He seems to dislike all women, but Amanda Crespi, I sense, he dislikes more than most or even all the others.

I'm packing my crates of books. Outside is the shouting of raggazi and the clatter of motorbikes in the stone street. I'll buy some oranges on my way to the train station and carry them in my luggage to eat in Venice. It will be cold there, already misty with almost-winter—the canals will ripple with a damp wind from the Adriatic that skims the marshes and penetrates the stone walls of the clustered buildings as if they were made of paper. Venice, perched like a colony of storks on poles driven down into the mud of innumerable islets. A city of moldering, dissolving but still not quite discredited, glory.

I am preparing to send the box containing my typewritten novel by mail back to the States, wrapped tightly in a black ribbon. It's nothing, it's even less than that. How could I have labored for so long to bring forth into this world nothing? Yet I did, to my endless chagrin. I breathe the bitter air of Rome in the early morning as I struggle with my bags to the Stazione Termini. I've locked the apartment door behind me and left the key under a flagstone. There's nothing to keep me here but exhaustion and abject submission to fate.

Signore Vitelli's given name is Roberto. He used to produce films and now he makes wine and sometimes he gives money to charity. He and Amanda Crespi were married in 1969. They rode on his motorcycle all over Italy. Everywhere, he says, gesturing with both arms to the north and south. We went to Turin, we went to Palermo. To Sardinia. By the boat, which takes a day and a night, and then on the dusty roads, vroom vroom. Amanda Crespi, nineteen, clinging to his waist, laughing. I had her to myself, absolutely, Roberto Vitelli cries. My fresh one and only love. She was the most beautiful woman I have ever seen. She tasted of pollen, dust, honey, and citrus. We drank wine, we danced under the moon, oh how glorious. She had divorced her first husband and he drank himself into oblivion and an early grave, a pauper's grave. Amanda Crespi used him up then tossed him into the garbage and he was swept away by the brooms of the streetsweepers by morning. She leaned out the window into the light, naked, her breasts like plums, and laughed. We never had a son, although I wanted one desperately.

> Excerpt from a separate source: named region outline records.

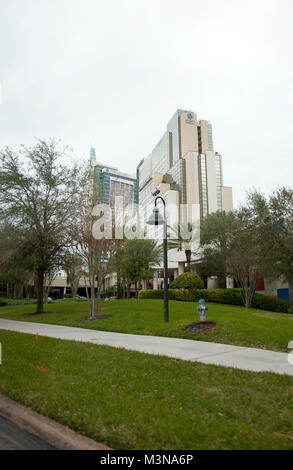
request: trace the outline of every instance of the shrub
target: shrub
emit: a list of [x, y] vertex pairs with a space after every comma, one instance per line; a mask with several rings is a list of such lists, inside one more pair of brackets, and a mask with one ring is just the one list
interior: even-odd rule
[[[170, 300], [185, 302], [197, 302], [203, 298], [207, 302], [219, 304], [243, 305], [241, 289], [169, 289]], [[139, 299], [163, 299], [164, 290], [141, 290]], [[254, 294], [252, 307], [271, 312], [288, 313], [289, 302], [282, 299], [268, 297], [262, 294]]]
[[180, 274], [170, 284], [171, 289], [203, 289], [204, 284], [200, 277], [192, 273]]

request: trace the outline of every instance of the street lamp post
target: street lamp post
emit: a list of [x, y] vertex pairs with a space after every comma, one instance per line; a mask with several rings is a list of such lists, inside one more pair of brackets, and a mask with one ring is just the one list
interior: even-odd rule
[[[164, 205], [164, 218], [161, 216], [157, 208], [157, 201], [160, 199]], [[164, 321], [169, 321], [169, 305], [168, 305], [168, 248], [167, 248], [167, 218], [166, 218], [166, 203], [161, 196], [155, 199], [155, 207], [153, 213], [147, 221], [148, 225], [163, 225], [164, 237]]]

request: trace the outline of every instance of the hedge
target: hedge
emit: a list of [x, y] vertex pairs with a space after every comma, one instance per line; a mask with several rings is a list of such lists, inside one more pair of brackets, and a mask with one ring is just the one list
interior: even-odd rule
[[[241, 289], [169, 289], [170, 300], [181, 300], [185, 302], [196, 302], [204, 298], [208, 302], [220, 304], [243, 305]], [[164, 290], [141, 290], [139, 299], [163, 299]], [[254, 294], [252, 298], [253, 308], [268, 310], [270, 312], [288, 313], [289, 302], [282, 299], [268, 297], [262, 294]]]
[[170, 284], [170, 289], [203, 289], [204, 284], [199, 276], [193, 273], [183, 273]]

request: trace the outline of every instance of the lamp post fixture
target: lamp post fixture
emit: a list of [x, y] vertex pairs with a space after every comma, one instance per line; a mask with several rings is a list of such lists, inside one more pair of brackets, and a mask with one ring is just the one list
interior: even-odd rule
[[[157, 208], [157, 201], [160, 199], [164, 204], [164, 218], [161, 216]], [[167, 218], [166, 218], [166, 203], [161, 196], [155, 199], [155, 207], [153, 213], [147, 221], [148, 225], [163, 225], [163, 238], [164, 238], [164, 321], [169, 321], [169, 305], [168, 305], [168, 251], [167, 251]]]

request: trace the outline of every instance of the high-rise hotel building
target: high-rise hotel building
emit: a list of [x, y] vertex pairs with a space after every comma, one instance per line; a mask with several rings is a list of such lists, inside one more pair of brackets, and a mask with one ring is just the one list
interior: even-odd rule
[[[223, 185], [222, 156], [214, 151], [212, 126], [192, 111], [177, 110], [150, 155], [137, 167], [139, 203], [147, 206], [159, 189], [178, 210], [198, 204], [201, 217], [231, 211], [232, 188]], [[179, 220], [190, 213], [180, 211]]]
[[[145, 219], [154, 207], [156, 190], [167, 207], [176, 208], [175, 223], [194, 222], [194, 207], [197, 219], [233, 210], [232, 188], [223, 185], [222, 156], [214, 150], [212, 126], [198, 120], [193, 111], [175, 112], [153, 151], [139, 163], [137, 180]], [[170, 212], [168, 217], [168, 224], [173, 225]], [[169, 252], [169, 271], [176, 277], [184, 272], [185, 255], [173, 251]]]

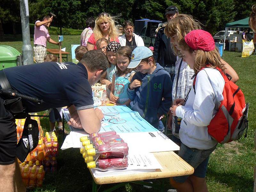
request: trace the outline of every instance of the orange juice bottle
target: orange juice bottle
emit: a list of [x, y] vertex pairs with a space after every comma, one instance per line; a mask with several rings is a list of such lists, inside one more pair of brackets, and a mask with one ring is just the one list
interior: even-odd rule
[[40, 167], [41, 165], [40, 164], [40, 162], [39, 161], [37, 160], [36, 161], [36, 174], [38, 172], [38, 170], [39, 170], [39, 168]]
[[44, 177], [43, 171], [44, 168], [40, 167], [38, 170], [38, 173], [36, 175], [36, 187], [41, 187], [43, 185], [43, 181]]
[[38, 160], [37, 151], [36, 148], [30, 152], [30, 155], [31, 157], [31, 161], [36, 161], [36, 160]]
[[[43, 169], [42, 171], [42, 173], [43, 174], [43, 175], [44, 178], [44, 175], [45, 174], [45, 172], [44, 171], [44, 166], [43, 165], [40, 165], [40, 167], [39, 168], [40, 169], [40, 168], [42, 168]], [[39, 170], [38, 170], [38, 171]]]
[[37, 150], [37, 159], [39, 161], [43, 161], [44, 159], [45, 154], [41, 140], [38, 141], [36, 148]]
[[24, 169], [25, 168], [25, 166], [26, 164], [25, 162], [21, 163], [21, 166], [20, 167], [20, 173], [22, 173], [24, 171]]
[[44, 162], [44, 164], [45, 166], [45, 172], [49, 172], [51, 171], [51, 163], [50, 158], [46, 157], [45, 158], [45, 161]]
[[36, 165], [34, 165], [31, 170], [31, 172], [29, 174], [29, 181], [28, 183], [29, 187], [34, 188], [36, 183]]
[[21, 174], [21, 177], [23, 183], [26, 187], [27, 187], [28, 185], [29, 181], [29, 174], [28, 173], [28, 167], [26, 167], [24, 169], [24, 171]]
[[54, 137], [53, 141], [53, 142], [52, 142], [52, 156], [53, 157], [56, 157], [59, 150], [59, 143], [57, 137]]
[[31, 170], [32, 169], [32, 167], [33, 167], [33, 161], [30, 161], [28, 162], [28, 166], [29, 166], [28, 167], [28, 173], [29, 174], [31, 172]]
[[48, 137], [45, 143], [45, 157], [49, 157], [52, 155], [52, 145], [51, 141], [51, 138]]
[[31, 161], [31, 156], [30, 156], [31, 153], [29, 153], [28, 154], [28, 156], [27, 156], [26, 157], [26, 159], [25, 159], [25, 161], [27, 162], [29, 162], [30, 161]]

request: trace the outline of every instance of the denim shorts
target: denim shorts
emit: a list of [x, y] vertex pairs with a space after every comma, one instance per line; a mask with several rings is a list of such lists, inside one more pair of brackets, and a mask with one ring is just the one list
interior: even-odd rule
[[[210, 155], [215, 148], [216, 146], [208, 149], [200, 150], [190, 148], [182, 143], [179, 156], [194, 168], [195, 171], [193, 175], [204, 178]], [[172, 178], [176, 182], [184, 183], [189, 176], [189, 175], [185, 175], [174, 177]]]

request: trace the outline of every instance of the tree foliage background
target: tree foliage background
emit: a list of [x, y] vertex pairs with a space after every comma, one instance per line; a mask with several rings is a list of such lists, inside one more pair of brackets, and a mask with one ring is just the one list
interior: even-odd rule
[[[226, 24], [249, 16], [255, 0], [28, 0], [30, 23], [41, 20], [52, 12], [56, 15], [52, 26], [74, 29], [85, 27], [86, 18], [106, 12], [119, 15], [119, 24], [143, 18], [165, 21], [164, 10], [176, 6], [180, 13], [189, 14], [212, 34]], [[1, 0], [0, 35], [2, 24], [20, 22], [19, 0]], [[14, 31], [13, 32], [14, 33]]]

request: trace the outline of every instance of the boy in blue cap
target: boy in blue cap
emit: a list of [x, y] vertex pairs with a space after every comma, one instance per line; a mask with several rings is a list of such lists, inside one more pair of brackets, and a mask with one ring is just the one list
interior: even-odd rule
[[172, 83], [170, 74], [156, 63], [152, 52], [144, 46], [136, 47], [132, 54], [128, 68], [135, 68], [138, 71], [127, 90], [132, 109], [163, 131], [164, 127], [161, 121], [159, 126], [159, 118], [168, 112], [172, 103]]

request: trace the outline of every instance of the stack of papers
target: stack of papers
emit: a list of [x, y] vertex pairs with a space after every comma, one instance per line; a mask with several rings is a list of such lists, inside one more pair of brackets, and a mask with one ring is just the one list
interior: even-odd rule
[[156, 169], [163, 169], [161, 165], [152, 153], [132, 154], [128, 156], [128, 167], [124, 169], [113, 169], [102, 171], [96, 169], [92, 169], [94, 177], [116, 176], [122, 174], [156, 171]]
[[[155, 171], [162, 169], [150, 153], [180, 150], [180, 147], [143, 119], [139, 113], [124, 106], [99, 107], [104, 115], [99, 132], [114, 131], [127, 144], [129, 148], [128, 166], [123, 170], [102, 171], [92, 169], [95, 177], [116, 176]], [[62, 112], [67, 121], [70, 118], [68, 110]], [[62, 150], [80, 148], [80, 138], [88, 135], [83, 130], [71, 126], [71, 131], [61, 147]]]

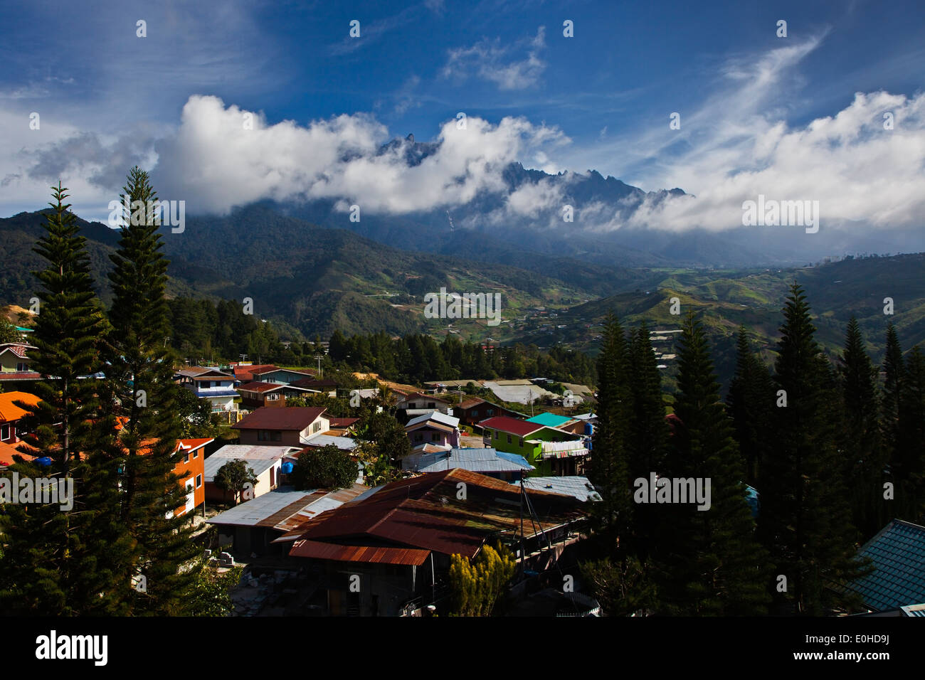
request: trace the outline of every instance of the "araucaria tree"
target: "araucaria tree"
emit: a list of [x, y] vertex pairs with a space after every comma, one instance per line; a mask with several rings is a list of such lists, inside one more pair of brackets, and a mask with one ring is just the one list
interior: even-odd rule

Later, Amanda Crespi left Italy for America, where she made movies with Robert De Niro and appeared at the Academy Awards in a sheath glittering like fish scales. She bought a small house in the dusty hills and sat on her veranda watching lizards skim the top of the wall. There was speculation that she was drinking—certainly, she was using pills. The scripts that kept landing in her lap disappointed her brutally. In them, her part was no longer that of the mistress belting her white trenchcoat outside the hotel room, but the embittered wife chain smoking by the window.

Amanda Crespi stops on the Accademia Bridge. She stands with a limp arm resting on the wooden railing and tosses her hair back. This is the pose that best reveals her profile. It takes me back to the films—this combination of hardness and insoucience, indifference and provocation.

Signore Vitelli is dark and forbidding in crisp linen pants and a thin sweater. His father was Sicilian and his mother from Corsica. He has no tolerance for fools, and from the beginning I suspect he counts me as one of their vast number. I don't attempt to prove otherwise—I'm beyond any special pleading for myself. I let people think what they will of me, and smile. I think he'll come around when he finds that I am not fussy. I give him the straight answers his elaborate manners demand. I don't try to equal him in elegance, in circumlocution. I let him talk and I keep my responses to a strict minimum. I can feel his respect growing, perhaps grudgingly, over the afternoon. He talks and paces, fingering his watch. In the pauses, I can hear a gardener's shears clipping the shrubs lining the gravel pathway. Once, I get a glimpse of their weilder: an old man in blue coveralls, his cheeks covered with white stubble.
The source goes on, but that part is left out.